1. Facility/Building/Property Manager
This is the most classic perception of what is expected of a facilities management role: one who assumes responsibility as the primary manager of the facility, or a leader of a facilities team. In order to maintain a level of differentiation or uniqueness, buildings are often not built identical; as such this role requires sufficient ability to plan and problem solve across various situations. Ultimately, the primary goal of this role is to ensure optimal functioning of a building’s system, which often includes maintenance, regulations and perhaps tackling sustainability challenges. Additionally, responsible for orchestrating results, oftentimes those who advance to these roles have a background in business, architecture or similar. Skills that define the Facility Manager of the future also include that of a consultant, designer and service manager.
2. Technical Manager
This particular facilities management role is as the title describes - a highly technical role that usually requires a background in mechanical, electrical or software engineering. Job searches in this area could lead to postings for maintenance engineer, supervisor or technician who become responsible for managing service and repairs in area of plumbing, carpentry, plastering and machine and electrical servicing. With the growth of digital communication technologies, FMs specializing in leveraging the Internet of Things is also a growing service asset. As such, management of a maintenance team that deals specifically of multi-skilled engineers, tradesmen, maintenance assistants, as well as specialist subcontractors requires a level of technical know-how in order to maximize performance, create standard operating procedures and deliver high service quality.
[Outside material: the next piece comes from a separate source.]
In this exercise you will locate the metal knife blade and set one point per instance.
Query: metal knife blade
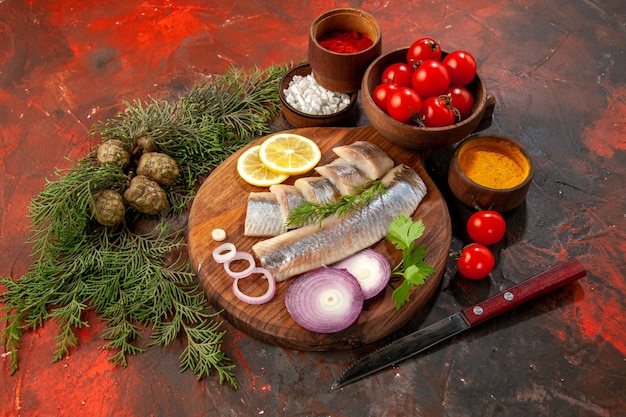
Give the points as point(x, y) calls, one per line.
point(416, 342)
3. Contract/Procurement Manager
As the nature of the services industry lends itself to a world of contracts and subcontracts, procurement and contract management is an important area of FM in order to maximize opportunities within existing and new contracts, and to meet and manage targets set. For example, should a procurer consolidate contracts or not? The business development function of this role is also dedicated to creating and managing a robust and effective supply chain across areas of operation in order to deliver complete service solutions for clients. The extent of this role creates and manages an efficient pipeline through evaluation of potential suppliers, pre-sourcing, as well as complete contract negotiation facilitated by contracting and compliance law.
4. Project Manager
A mix between a facility manager and a contract manager, the project manager profile requires a skillset that has the ability to execute on a strategic, tactical and operational level often against a time-limited goal. With continuous progress in mind, the Project Manager role requires effective orientation of business development and operations, but with an ability to incorporate creative methodologies such as Strategic Facility Planning (SFP). Maintaining healthy business relationships are also crucial to their ability to deliver projects on time and on budget, which is a constant focus for this FM.
5. Service Manager
This particular role is more of a facility management philosophy than it is a standalone position because it emphasises service staff as a key component of successful FM. In this role, strong leadership skills with the ability to create employee motivation, engagement, respect and development are key ingredients in any successful service model. Adding to this team spirit, individualised training and development plans, being concerned about their health and safety, multi-skilling and job-rotation are some of the new aspects of Service Management. This will be how companies can differentiate FMs who can create long-term sustainable value.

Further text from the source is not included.